Have you ever thought, “No one understands me or my problems”? You felt alone. You felt overwhelmed. You struggled intensely.

Then, one day you found that special person who could see inside of you. They understood, they “got it.” Suddenly everything seemed easier to bear.

This month, we have several examples of this experience. Living with diabetes is a tremendous struggle, but these folks turned things around after finding the right person to help them along the way.

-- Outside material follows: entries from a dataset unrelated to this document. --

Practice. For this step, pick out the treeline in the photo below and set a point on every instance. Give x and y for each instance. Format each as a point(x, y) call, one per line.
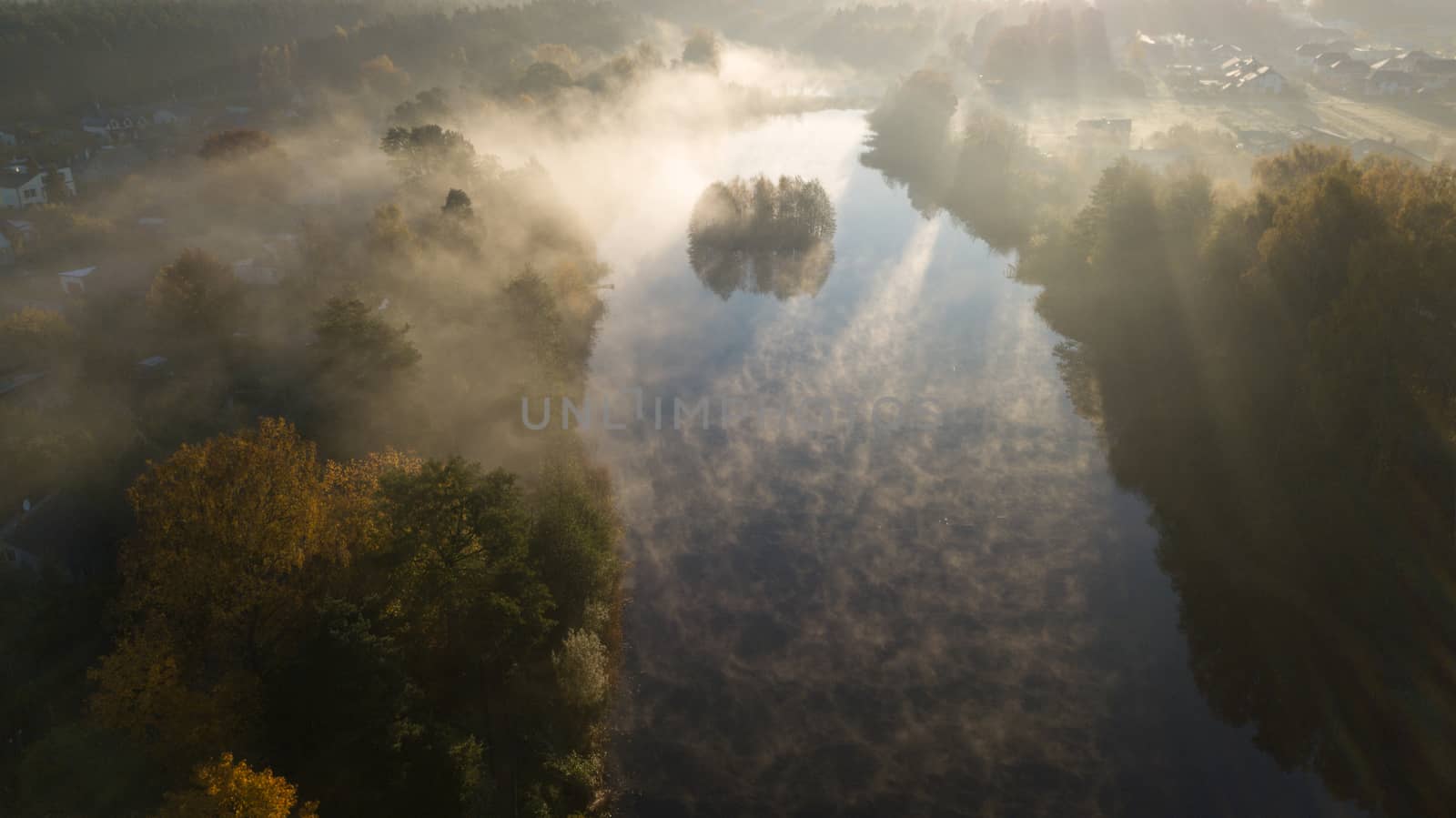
point(386, 635)
point(291, 611)
point(1274, 374)
point(763, 236)
point(986, 174)
point(63, 57)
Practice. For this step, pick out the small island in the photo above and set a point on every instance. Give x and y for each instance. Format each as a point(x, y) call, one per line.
point(762, 236)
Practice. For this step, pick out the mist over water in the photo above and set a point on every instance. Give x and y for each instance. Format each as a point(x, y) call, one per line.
point(859, 621)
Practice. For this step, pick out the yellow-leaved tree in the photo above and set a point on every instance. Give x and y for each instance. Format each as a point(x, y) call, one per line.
point(237, 539)
point(232, 789)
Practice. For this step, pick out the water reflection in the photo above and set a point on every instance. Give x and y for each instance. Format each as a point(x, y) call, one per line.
point(763, 237)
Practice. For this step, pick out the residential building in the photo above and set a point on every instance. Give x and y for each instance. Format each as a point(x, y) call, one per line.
point(73, 281)
point(24, 187)
point(1305, 54)
point(1390, 82)
point(1106, 133)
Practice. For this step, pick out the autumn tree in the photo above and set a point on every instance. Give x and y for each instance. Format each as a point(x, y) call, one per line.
point(235, 539)
point(230, 788)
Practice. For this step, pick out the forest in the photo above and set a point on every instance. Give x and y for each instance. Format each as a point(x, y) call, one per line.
point(1273, 374)
point(298, 565)
point(1271, 369)
point(277, 545)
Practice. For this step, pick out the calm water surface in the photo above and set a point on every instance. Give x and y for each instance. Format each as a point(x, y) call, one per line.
point(861, 621)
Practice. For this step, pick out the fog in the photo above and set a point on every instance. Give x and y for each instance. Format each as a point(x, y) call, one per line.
point(1171, 290)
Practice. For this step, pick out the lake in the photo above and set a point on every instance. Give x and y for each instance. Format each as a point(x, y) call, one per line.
point(954, 611)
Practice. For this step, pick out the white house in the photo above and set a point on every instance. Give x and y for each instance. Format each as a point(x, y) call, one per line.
point(1327, 60)
point(24, 188)
point(1385, 82)
point(1347, 75)
point(73, 281)
point(21, 188)
point(1305, 54)
point(1106, 133)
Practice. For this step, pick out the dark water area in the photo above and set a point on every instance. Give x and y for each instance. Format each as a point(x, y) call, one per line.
point(954, 614)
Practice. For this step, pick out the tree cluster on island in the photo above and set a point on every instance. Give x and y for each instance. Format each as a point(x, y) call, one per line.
point(763, 236)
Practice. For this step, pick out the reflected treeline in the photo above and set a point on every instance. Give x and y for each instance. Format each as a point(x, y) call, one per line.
point(987, 177)
point(1274, 376)
point(763, 237)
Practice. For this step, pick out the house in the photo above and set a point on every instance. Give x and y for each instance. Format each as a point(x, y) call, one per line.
point(1361, 148)
point(1106, 133)
point(249, 271)
point(1409, 63)
point(1223, 53)
point(1305, 54)
point(1439, 73)
point(1261, 80)
point(118, 126)
point(1261, 143)
point(1347, 75)
point(1320, 137)
point(25, 188)
point(21, 188)
point(73, 281)
point(1373, 53)
point(1387, 82)
point(24, 227)
point(1247, 75)
point(157, 366)
point(65, 531)
point(1327, 60)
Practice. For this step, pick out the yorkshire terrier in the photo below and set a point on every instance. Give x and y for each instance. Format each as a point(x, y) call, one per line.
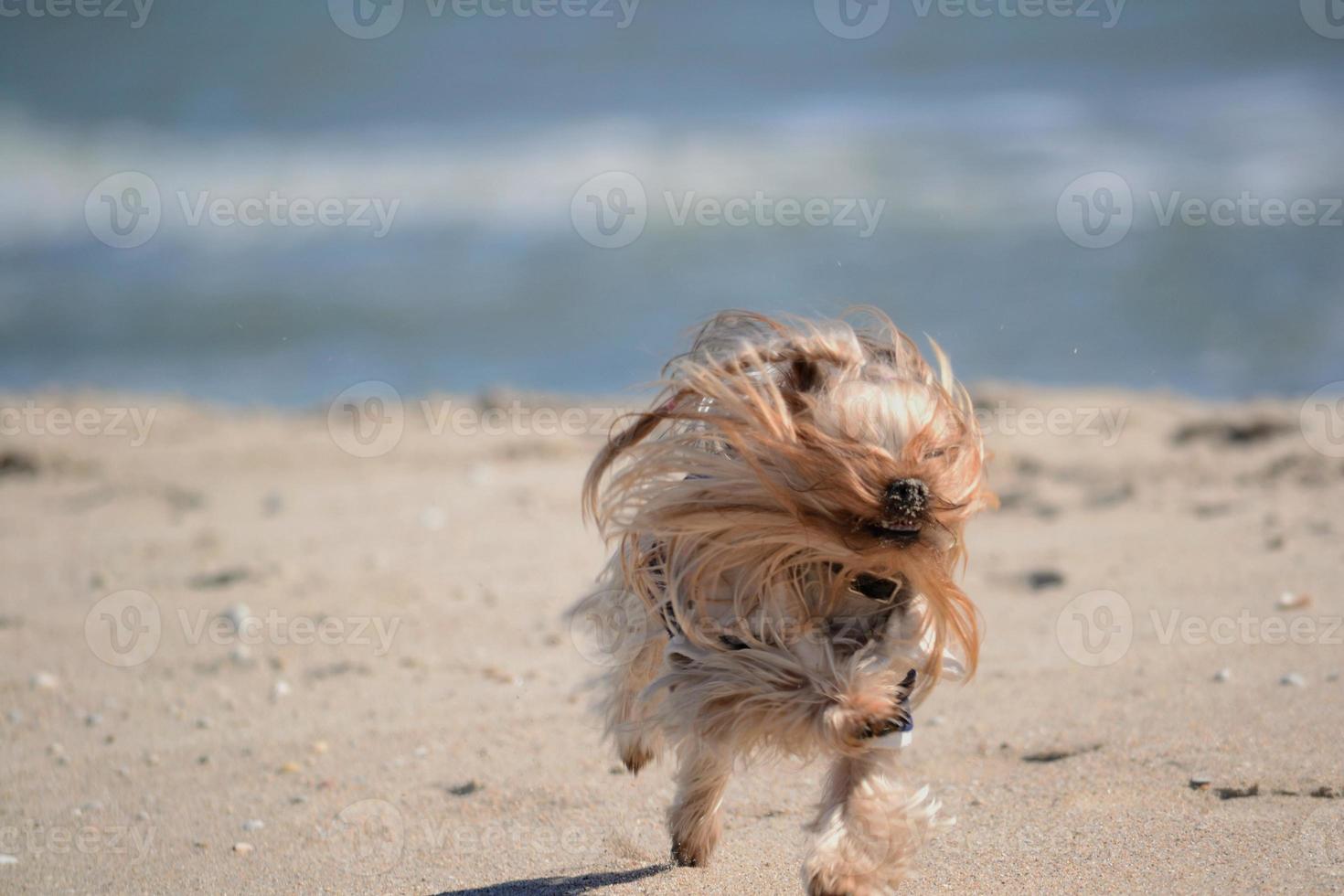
point(788, 523)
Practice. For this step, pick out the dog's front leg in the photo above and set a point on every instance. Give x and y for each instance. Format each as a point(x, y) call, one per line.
point(867, 829)
point(695, 821)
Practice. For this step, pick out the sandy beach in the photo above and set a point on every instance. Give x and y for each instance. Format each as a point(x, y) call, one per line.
point(249, 652)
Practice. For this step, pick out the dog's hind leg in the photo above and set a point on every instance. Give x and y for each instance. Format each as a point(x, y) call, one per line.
point(695, 821)
point(867, 829)
point(636, 741)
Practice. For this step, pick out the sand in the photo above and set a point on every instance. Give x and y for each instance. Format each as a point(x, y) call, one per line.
point(408, 716)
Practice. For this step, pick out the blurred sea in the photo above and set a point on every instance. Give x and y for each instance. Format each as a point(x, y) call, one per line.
point(483, 128)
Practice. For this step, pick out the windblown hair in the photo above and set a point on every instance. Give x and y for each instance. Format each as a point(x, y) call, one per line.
point(761, 475)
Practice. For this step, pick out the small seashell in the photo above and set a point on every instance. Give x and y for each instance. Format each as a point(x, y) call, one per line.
point(1292, 601)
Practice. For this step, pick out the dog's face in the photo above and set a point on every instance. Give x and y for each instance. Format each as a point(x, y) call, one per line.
point(783, 455)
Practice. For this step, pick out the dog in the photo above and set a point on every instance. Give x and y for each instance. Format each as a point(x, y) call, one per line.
point(788, 523)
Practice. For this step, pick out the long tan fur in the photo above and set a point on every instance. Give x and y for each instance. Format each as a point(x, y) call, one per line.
point(743, 503)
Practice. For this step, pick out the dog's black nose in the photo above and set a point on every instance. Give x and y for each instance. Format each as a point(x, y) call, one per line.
point(906, 498)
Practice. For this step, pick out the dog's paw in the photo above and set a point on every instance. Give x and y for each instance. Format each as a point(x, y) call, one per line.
point(855, 723)
point(686, 856)
point(831, 884)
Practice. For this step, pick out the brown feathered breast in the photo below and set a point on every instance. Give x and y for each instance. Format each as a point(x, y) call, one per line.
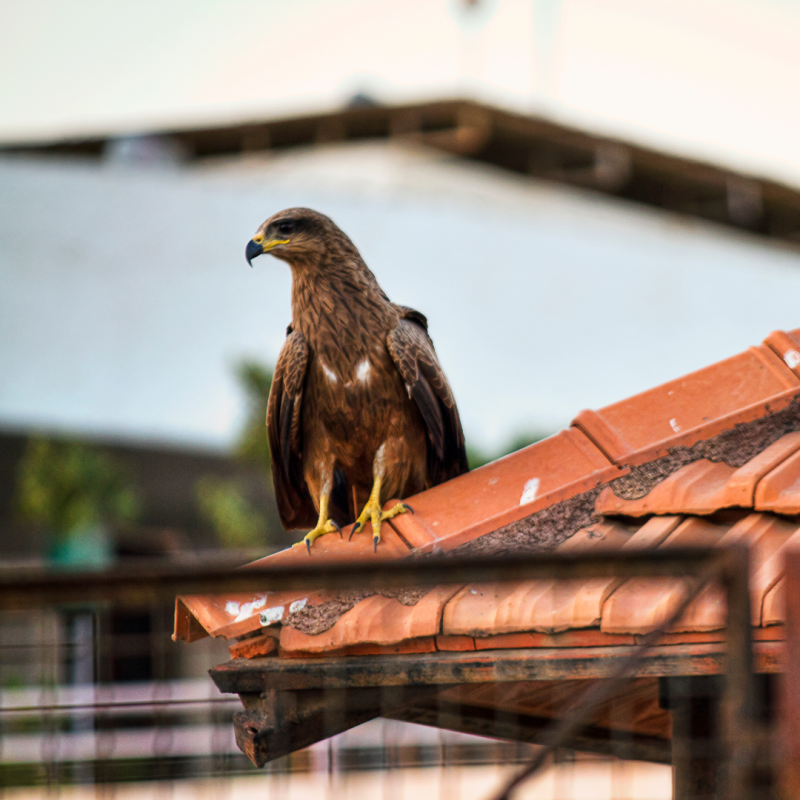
point(357, 372)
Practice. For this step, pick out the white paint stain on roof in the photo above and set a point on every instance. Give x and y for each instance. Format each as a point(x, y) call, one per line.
point(272, 615)
point(529, 492)
point(244, 610)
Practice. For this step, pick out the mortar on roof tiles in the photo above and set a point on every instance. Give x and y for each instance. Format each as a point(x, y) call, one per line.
point(539, 532)
point(546, 529)
point(320, 618)
point(735, 447)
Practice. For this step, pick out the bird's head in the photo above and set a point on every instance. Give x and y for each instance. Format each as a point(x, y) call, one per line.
point(296, 235)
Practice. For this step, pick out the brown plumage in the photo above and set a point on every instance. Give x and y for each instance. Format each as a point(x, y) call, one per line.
point(360, 409)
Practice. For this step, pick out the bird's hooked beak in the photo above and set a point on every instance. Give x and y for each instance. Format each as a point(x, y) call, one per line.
point(258, 245)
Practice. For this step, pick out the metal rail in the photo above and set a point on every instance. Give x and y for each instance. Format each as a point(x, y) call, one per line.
point(141, 583)
point(148, 583)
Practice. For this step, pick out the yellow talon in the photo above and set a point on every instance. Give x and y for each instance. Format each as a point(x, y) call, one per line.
point(372, 512)
point(322, 528)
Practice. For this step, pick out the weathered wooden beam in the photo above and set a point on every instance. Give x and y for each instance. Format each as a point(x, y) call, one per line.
point(258, 675)
point(274, 723)
point(525, 728)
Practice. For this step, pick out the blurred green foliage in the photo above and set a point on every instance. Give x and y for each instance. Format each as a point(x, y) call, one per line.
point(66, 486)
point(223, 505)
point(222, 502)
point(256, 380)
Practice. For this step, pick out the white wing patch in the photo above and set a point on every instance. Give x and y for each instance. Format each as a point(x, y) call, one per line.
point(363, 370)
point(329, 373)
point(529, 491)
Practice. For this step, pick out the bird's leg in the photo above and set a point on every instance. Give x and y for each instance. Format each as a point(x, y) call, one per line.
point(324, 524)
point(372, 510)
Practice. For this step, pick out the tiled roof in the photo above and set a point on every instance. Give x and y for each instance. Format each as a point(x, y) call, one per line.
point(708, 459)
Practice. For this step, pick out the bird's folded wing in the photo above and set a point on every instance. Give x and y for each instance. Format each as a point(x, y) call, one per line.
point(285, 436)
point(413, 354)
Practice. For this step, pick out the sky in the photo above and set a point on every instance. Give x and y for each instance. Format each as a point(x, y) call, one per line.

New Celebrity Spokesperson

The diabetes epidemic is doing its best version of a runaway train. It seems that almost every day, someone we know gets diagnosed with diabetes, and suddenly they face the enormous task of learning all they can in order to stay in good control and avoid complications. Some folks are successful, and others have a hard go of it. In the old days, doctors used to call them “noncompliant,” but we have learned that they’re really just human.

Our cover story this month shares the very human story of someone who has struggled with type 2. Our publisher, Nadia Al-Samarrie, talks with “Sopranos” star Aida Turturro, (“Aida Turturro Puts a Hit Out On Her Diabetes”). Those of you who follow the HBO award-winning TV show know Aida as Tony Soprano’s sister, Janice. Turturro was diagnosed with type 2 several years ago.

In the interview she talks honestly about how she suffered from poor control, mood swings and denial. “I was freaking out,” she says.

Turturro reveals that, though she is a celebrity, she is human, and today she does all she can do to stay in good control and to encourage others to do so as well.

The Doctor You Wish Was Yours

Over the years, we’ve interviewed many celebrities with diabetes for this magazine. Diabetes doctor Anne Peters, MD, is a celebrity of sorts, and she didn’t have to appear in a movie, record an album or swim a race. Her recent book “Conquering Diabetes” has been critically acclaimed. Read about her approach to working with diabetic patients and in particular, how she helped Olympic swimmer Gary Hall, Jr., go for—and get—the gold, (“Anne Peters on Exercising With Diabetes” ).

Diabetes a Problem? Solved!

Dennis Robinson had a big problem. That is, until he met our “Before & After” writer, Joy Pape, RN, (Dennis Robinson ‘Problem Solves’ His Diabetes Dilemma). Dennis was 60 pounds overweight, and he didn’t realize that his diabetes medication was actually increasing his appetite. But he is a new man today after getting the information he needed and changing his routine.

Still ‘Awesome’ at 86 and 90

Last of all, we have the story of two brothers who credit their mother’s early dedication to their diabetes care as a cause of their good health and longevity. At the ages of 86 and 90, the Cleveland brothers are still active and living well. Not too shabby! Read their inspiring story, “Brothers’ Diabetes Spans History of Insulin” .

If you’re challenged by diabetes, look for someone special to help you. Someone who can help you approach challenges so you can meet your goals and live fully and well. Be they doctor, friend, celebrity, spouse or mom, someone is out there for you. Go find them.

Happy reading,

Scott King
Type 1, 31 years (and counting)

Please send me your comments and suggestions via e-mail through our Web site.

Who Said That?

Great quotes from this issue. See if you find them.

“He didn’t realize that his medication was increasing his appetite.”

“Oh, I take care of my cats, but I don’t take care of myself.”

“People need to go to the doctor and take the A1C test and understand.”

“Let’s be realistic. Who always comes home at 6 o’clock on the dot?”

“It’s hard and it’s scary to have diabetes.”

“Diabetes is always shifting… Am I going up or down?”

“Not all types of exercise knock your blood glucose down.”

“They attribute their longevity to the healthy lifestyle required to control diabetes. They also credit their mother for her care and dedication to their diabetes management.”

“Why didn’t my blood glucose come down until a few hours after I took my insulin?”

“Their low glycemic load suggests that they may be eaten in controlled portions.”

“For people struggling to lose weight, who wouldn’t want to be less hungry?”

“Over time, high insulin levels promote fat storage, which leads to weight gain, abnormal lipids, high blood pressure and other signs of the metabolic syndrome.”

“It is especially hard for overweight people to manage their weight if their medications are contributing to the problem.”

“Gerald still wakes in the middle of the night to test his blood.”

“Finding a doctor is like finding a friend.”